When Cecilia Bond learnt that she was pregnant, she thought it was a “miracle”. Having previously fought cervical cancer, Cecilia had been told that it would be unlikely that she would ever be able to have a biological child of her own.

But her joy turned to grief two months into her pregnancy when doctors discovered her son, Corey, had microcephaly - meaning abnormal smallness of the head and incomplete brain development. The diagnosis would change Cecilia’s life forever and marked the beginning of a never-ending rollercoaster of emotions.

She spent most of her pregnancy in hospital - a place that would become familiar to her and Corey. Cecilia would be unable to return to her career as a finance manager in the NHS because her son needs constant round-the-clock care.

He has lots of complex conditions including, degenerative brain disease, epilepsy, respiratory disease and brittle bones. He requires use of a wheelchair and he has to be kept at a 45 degree angle at all times in order to prevent aspiration pneumonia. Corey needs to use a nebuliser and suction machine and is tube fed which means it’s difficult for him and Cecilia to travel far.

Cecilia says:

When he was born in 2005, doctors did not expect him to live for more than a few weeks, but more than 11 years later, Corey is still here and smiling.

He is my miracle. The doctors don’t know how he still manages to smile. Every single day Corey wakes up in wonder as if it’s Christmas morning.

Taking care of Corey has been incredibly difficult for Cecilia. She is a single parent and sustained chronic injuries to her spine after she was hit by a car several years ago.

Corey is often critically ill and has had pneumonia 36 times in the last two years. He comes to Haven House for respite. It gives Corey and Cecilia time away from the noisy and busy environment of hospital.    

Cecilia says:

Corey and I spend most of our lives in hospital. When we come to Haven House, it’s such a relief, I know that Corey will be looked after and it gives me time to breathe again.

He loves music therapy, art and going to the sensory room. The care here is absolutely amazing. The nurses go above and beyond to make sure he gets everything that he needs.

Corey cannot see out of his left eye and is registered as profoundly deaf. But he can still hear sounds and interact with the world. 

He loves ducks, which he calls “babs”, meaning baby ducklings.

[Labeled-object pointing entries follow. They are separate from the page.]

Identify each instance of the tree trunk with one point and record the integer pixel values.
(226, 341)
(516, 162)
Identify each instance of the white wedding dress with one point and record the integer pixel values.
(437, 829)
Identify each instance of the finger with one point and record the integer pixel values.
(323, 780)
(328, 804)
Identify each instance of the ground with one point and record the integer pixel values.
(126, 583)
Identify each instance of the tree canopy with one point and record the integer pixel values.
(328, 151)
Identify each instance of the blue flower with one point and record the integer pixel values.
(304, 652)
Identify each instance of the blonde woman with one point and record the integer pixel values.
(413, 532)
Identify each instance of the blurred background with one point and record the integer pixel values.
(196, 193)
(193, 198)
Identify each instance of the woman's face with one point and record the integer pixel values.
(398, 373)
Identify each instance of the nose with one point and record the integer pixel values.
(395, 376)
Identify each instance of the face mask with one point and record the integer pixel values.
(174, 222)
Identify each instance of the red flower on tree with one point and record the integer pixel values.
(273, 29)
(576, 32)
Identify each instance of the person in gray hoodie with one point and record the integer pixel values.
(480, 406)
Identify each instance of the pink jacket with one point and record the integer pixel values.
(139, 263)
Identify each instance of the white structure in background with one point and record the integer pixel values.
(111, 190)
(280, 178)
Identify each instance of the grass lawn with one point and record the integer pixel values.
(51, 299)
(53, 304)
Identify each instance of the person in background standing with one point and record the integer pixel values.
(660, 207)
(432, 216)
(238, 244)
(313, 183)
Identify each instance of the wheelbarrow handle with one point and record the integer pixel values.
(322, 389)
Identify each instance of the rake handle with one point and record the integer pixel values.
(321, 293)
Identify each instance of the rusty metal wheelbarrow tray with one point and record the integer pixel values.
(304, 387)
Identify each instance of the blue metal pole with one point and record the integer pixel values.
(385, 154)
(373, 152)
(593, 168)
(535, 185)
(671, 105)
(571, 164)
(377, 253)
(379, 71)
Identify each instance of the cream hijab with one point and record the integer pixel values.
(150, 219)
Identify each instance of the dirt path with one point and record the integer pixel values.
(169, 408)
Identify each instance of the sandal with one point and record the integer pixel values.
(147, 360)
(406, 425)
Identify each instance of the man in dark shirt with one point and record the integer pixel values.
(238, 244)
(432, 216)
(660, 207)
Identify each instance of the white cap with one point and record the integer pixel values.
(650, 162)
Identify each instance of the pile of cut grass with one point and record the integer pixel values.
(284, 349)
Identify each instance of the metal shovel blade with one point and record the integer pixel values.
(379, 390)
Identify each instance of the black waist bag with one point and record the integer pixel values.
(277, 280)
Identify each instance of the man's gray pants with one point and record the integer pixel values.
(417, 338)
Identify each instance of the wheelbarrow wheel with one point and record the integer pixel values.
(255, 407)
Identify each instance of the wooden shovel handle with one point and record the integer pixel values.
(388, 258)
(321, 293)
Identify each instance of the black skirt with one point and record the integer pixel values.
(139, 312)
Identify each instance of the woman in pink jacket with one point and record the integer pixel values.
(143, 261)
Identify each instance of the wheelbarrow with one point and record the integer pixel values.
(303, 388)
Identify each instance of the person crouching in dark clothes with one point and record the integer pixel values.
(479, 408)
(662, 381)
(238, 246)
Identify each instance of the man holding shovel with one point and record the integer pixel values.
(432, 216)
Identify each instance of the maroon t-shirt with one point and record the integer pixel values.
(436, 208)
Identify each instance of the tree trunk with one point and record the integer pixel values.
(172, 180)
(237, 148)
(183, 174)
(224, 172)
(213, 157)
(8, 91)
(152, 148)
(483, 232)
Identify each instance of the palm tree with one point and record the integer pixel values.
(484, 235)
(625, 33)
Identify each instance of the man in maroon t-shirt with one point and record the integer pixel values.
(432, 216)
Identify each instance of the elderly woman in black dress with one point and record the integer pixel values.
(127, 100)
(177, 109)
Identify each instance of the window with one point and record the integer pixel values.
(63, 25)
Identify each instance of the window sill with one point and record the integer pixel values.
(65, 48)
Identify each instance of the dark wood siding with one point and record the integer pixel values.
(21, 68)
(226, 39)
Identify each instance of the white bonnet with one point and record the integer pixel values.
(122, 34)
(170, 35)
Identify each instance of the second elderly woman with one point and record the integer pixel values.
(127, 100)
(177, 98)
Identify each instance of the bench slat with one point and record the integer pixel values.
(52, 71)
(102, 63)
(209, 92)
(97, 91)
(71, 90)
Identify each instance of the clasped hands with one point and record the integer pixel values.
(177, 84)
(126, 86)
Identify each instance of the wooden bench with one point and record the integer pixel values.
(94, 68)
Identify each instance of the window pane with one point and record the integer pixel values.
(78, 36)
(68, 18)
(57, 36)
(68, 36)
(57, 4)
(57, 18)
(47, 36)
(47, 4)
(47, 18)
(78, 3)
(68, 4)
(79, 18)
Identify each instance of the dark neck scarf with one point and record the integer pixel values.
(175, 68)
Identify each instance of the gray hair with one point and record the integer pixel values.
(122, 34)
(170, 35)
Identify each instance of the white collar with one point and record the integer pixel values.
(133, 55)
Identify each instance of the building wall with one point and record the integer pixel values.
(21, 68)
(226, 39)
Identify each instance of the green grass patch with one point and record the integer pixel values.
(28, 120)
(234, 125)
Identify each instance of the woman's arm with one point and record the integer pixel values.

Cecilia and Corey try and get outside whenever they can and Haven House is often the perfect setting for them.    

Cecilia says:

Corey first came to Haven House when he was three and very unwell. It was the same day as the Summer Fayre. Seeing so many wonderful sights in the grounds of the hospice completely lifted his spirits.

Life for Cecilia can often be very isolating which is why she also benefits from Haven House’s Toy Home Loan service. It means Corey gets to play with toys that are appropriate to his needs and visits from Haven House’s Toy Home Loan Co-Ordinator helps breaks up Cecilia’s day because she has another adult to talk too.

The future for Corey is uncertain. Cecilia knows that he is unlikely to reach adulthood. His brain is in atrophy, which means it’s wasting away. Some of his organs, like his heart, are already beginning to fail, yet Cecilia remains upbeat for her son.

Cecilia concludes:

As a parent you live for the moment. Haven House has given me some of my very best moments with Corey. I’m going to make sure he can continue to smile and be cheeky for as long as possible.